The current work considers two aquifers connected through a vertical leakage path in the caprock (Figure 1). The primary objective of the work is to plug the leakage path between the aquifers for long-term storage of carbon dioxide. The model geometry of the considered problem is detailed in Figure 1. The top and the bottom aquifers have the same hydraulic properties. However, the leakage path has a higher permeability. The CO₂ injection was performed before and after the treatment of the aquifer domains with the MICP process. The CO₂ injection was performed for 500 d to study the influence of the sealing capacity of the MICP process on the CO₂ front migration. For the MICP treatment, the left boundary of the bottom aquifer was subjected to biochemical injections. Initially, the microbes were injected into the aquifer, and the transport of microbes was further accommodated by water injection and no flow conditions. The oxygen and urea were injected consecutively with the same injection strategy to employ the MICP process. After completion of the biocementation process, the CO₂ was injected to observe the leakage rate.

The carbon sequestration into an aquifer with a preexisting leakage path resulted in the migration of CO₂ into the top aquifer (Figure 1). The modelling studies showed that the leakage fraction was 17% when normalised with the injection flow rate (q) at the end of 500 d of CO₂ injection. Later, the transport of biochemical species from the MICP process resulted in the precipitation of calcium carbonate near the leakage path. The MICP has proven effective in reducing the porosity and permeability of the leakage path, which is 100 m far from the injection point.
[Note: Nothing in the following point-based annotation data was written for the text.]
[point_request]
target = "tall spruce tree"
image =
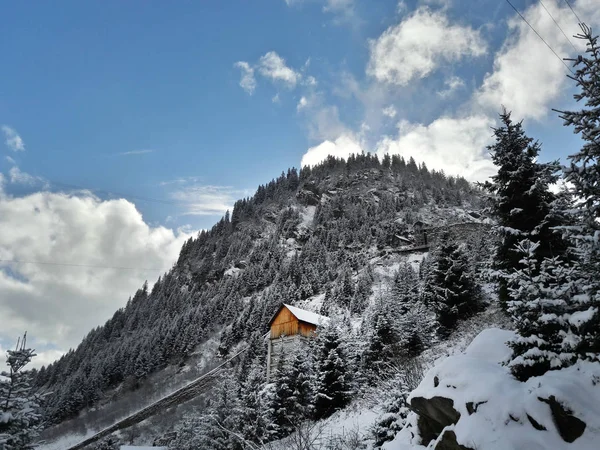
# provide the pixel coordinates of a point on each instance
(556, 307)
(583, 172)
(522, 202)
(451, 288)
(332, 384)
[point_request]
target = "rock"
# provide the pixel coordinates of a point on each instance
(536, 424)
(306, 197)
(435, 414)
(472, 407)
(569, 427)
(449, 442)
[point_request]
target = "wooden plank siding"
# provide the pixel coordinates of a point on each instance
(286, 324)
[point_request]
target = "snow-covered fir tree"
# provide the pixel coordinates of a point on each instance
(542, 313)
(583, 172)
(19, 407)
(521, 199)
(450, 287)
(556, 301)
(395, 411)
(332, 374)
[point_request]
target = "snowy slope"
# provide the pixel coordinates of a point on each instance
(507, 411)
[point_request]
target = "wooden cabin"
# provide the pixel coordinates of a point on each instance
(290, 326)
(420, 233)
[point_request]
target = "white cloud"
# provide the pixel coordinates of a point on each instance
(136, 152)
(526, 76)
(455, 145)
(343, 10)
(303, 103)
(58, 305)
(19, 177)
(389, 111)
(452, 84)
(12, 139)
(310, 81)
(247, 82)
(273, 66)
(206, 200)
(342, 147)
(418, 45)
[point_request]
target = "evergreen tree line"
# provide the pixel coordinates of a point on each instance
(548, 262)
(322, 375)
(234, 276)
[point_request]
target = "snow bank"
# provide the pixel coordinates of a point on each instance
(507, 411)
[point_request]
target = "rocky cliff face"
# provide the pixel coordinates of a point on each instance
(471, 401)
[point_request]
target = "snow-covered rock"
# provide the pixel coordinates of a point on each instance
(472, 401)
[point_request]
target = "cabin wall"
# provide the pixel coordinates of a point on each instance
(306, 329)
(285, 324)
(280, 348)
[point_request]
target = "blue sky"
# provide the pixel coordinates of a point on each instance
(196, 103)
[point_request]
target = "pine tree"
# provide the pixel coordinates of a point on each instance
(332, 384)
(393, 418)
(252, 418)
(584, 174)
(383, 343)
(19, 417)
(521, 200)
(547, 336)
(451, 288)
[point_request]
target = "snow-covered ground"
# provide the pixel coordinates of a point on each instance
(509, 414)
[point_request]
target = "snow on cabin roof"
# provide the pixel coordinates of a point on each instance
(302, 315)
(307, 316)
(135, 447)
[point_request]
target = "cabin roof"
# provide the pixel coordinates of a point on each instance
(302, 315)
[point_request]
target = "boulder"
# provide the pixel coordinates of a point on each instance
(569, 427)
(448, 442)
(307, 197)
(435, 414)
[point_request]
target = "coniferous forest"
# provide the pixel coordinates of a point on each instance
(339, 239)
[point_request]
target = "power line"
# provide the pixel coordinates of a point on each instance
(538, 34)
(573, 11)
(564, 34)
(89, 266)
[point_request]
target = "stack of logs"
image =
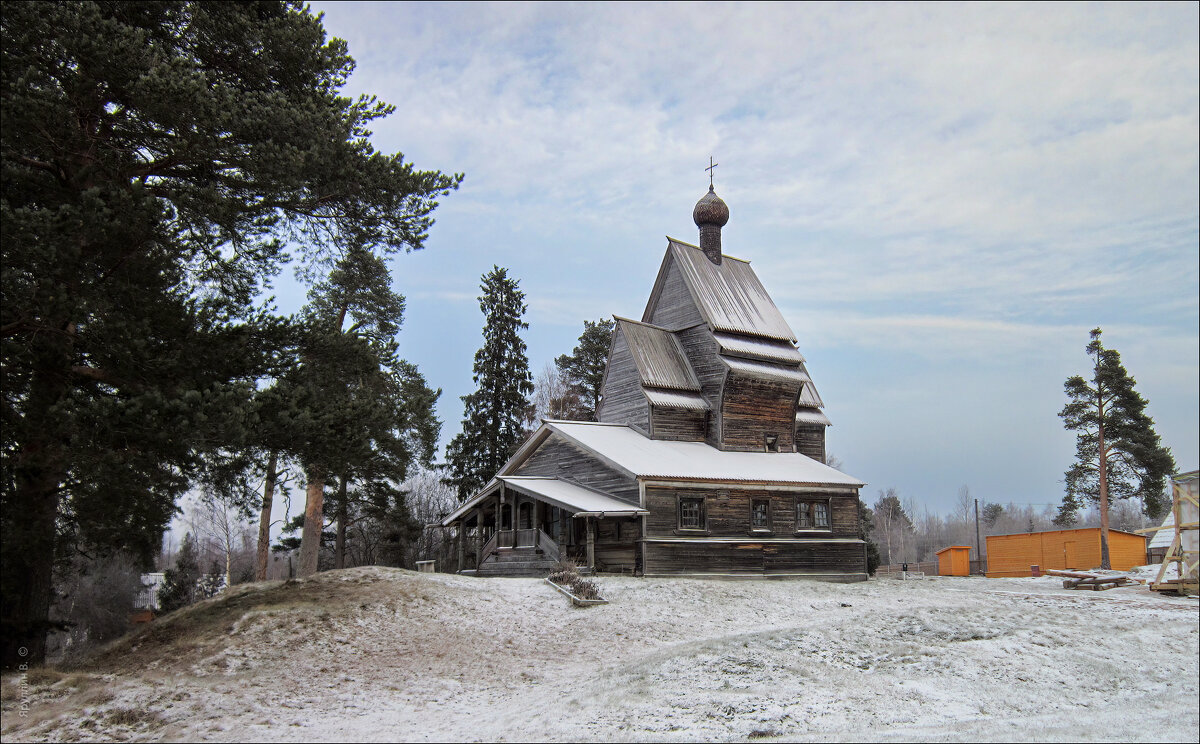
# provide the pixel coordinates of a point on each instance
(1078, 580)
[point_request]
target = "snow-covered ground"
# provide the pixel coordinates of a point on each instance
(382, 654)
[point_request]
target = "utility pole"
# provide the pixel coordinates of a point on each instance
(978, 552)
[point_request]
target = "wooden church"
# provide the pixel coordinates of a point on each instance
(708, 456)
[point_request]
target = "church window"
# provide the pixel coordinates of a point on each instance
(691, 513)
(760, 514)
(813, 515)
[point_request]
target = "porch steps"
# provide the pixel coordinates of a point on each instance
(517, 562)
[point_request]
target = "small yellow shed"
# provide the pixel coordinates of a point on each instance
(1062, 549)
(954, 561)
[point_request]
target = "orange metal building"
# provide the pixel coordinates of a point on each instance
(954, 561)
(1062, 549)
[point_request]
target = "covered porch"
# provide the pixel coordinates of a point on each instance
(526, 525)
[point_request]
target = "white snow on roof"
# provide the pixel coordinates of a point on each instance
(809, 396)
(811, 415)
(779, 351)
(768, 370)
(575, 499)
(730, 295)
(646, 457)
(670, 399)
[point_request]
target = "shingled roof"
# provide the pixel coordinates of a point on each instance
(658, 355)
(729, 295)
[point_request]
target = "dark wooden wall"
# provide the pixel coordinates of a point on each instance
(616, 544)
(622, 394)
(810, 441)
(559, 459)
(729, 511)
(675, 307)
(839, 561)
(753, 408)
(678, 424)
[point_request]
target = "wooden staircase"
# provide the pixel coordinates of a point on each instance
(535, 555)
(517, 562)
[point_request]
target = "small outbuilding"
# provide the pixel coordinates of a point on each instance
(954, 561)
(1063, 550)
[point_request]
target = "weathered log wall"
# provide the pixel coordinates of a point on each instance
(753, 408)
(727, 511)
(810, 441)
(834, 562)
(678, 424)
(622, 400)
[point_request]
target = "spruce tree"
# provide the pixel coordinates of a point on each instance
(156, 159)
(583, 367)
(1117, 453)
(491, 420)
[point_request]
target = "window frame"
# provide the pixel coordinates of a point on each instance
(703, 514)
(813, 503)
(771, 523)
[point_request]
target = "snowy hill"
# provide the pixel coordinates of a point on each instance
(381, 654)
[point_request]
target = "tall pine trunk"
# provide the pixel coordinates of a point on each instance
(313, 521)
(29, 541)
(340, 541)
(1105, 563)
(264, 520)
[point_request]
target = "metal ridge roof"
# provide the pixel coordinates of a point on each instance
(643, 457)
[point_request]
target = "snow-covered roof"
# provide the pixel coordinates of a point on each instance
(730, 295)
(766, 370)
(672, 399)
(760, 348)
(809, 396)
(811, 415)
(653, 459)
(658, 355)
(575, 499)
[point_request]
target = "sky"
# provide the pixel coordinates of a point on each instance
(942, 201)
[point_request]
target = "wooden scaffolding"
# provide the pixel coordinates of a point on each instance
(1183, 551)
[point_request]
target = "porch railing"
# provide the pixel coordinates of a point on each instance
(526, 538)
(487, 550)
(547, 545)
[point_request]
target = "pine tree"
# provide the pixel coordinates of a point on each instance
(583, 367)
(865, 527)
(156, 159)
(1117, 453)
(491, 421)
(180, 582)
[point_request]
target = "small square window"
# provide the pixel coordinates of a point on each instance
(691, 513)
(813, 515)
(760, 514)
(821, 514)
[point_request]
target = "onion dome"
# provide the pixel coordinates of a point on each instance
(711, 210)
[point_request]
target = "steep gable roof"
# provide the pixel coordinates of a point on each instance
(658, 355)
(730, 297)
(640, 456)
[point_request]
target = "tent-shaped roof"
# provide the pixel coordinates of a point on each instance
(729, 297)
(658, 355)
Ultimately, the MICP treatment for sealing the leakage path reduced the leakage fraction to 0% by the end of the third treatment cycle.

Overall, the current study conducted the field scale modelling scenario on the biocementation process for leak mitigation from the CO₂-sequestrated aquifer. The study ascertained the influence of calcite precipitation on the leakage rate from a CO₂-sequestrated aquifer. The MICP process significantly influenced the carbon storage capacity of the aquifer by closing the discontinuity pores inside the caprock, similar to Landa-Marbán et al. [2]. The alterations in the porosity and permeability of the leakage path due to biocementation indulged in improving the carbon storage capacity of an aquifer. The study also recommends injection strategies for the biocementation process to accommodate more significant precipitation of calcium carbonate near the leakage zone. Further modelling studies are needed to understand the plugging mechanisms of the leakage paths for the long-term storage of carbon dioxide.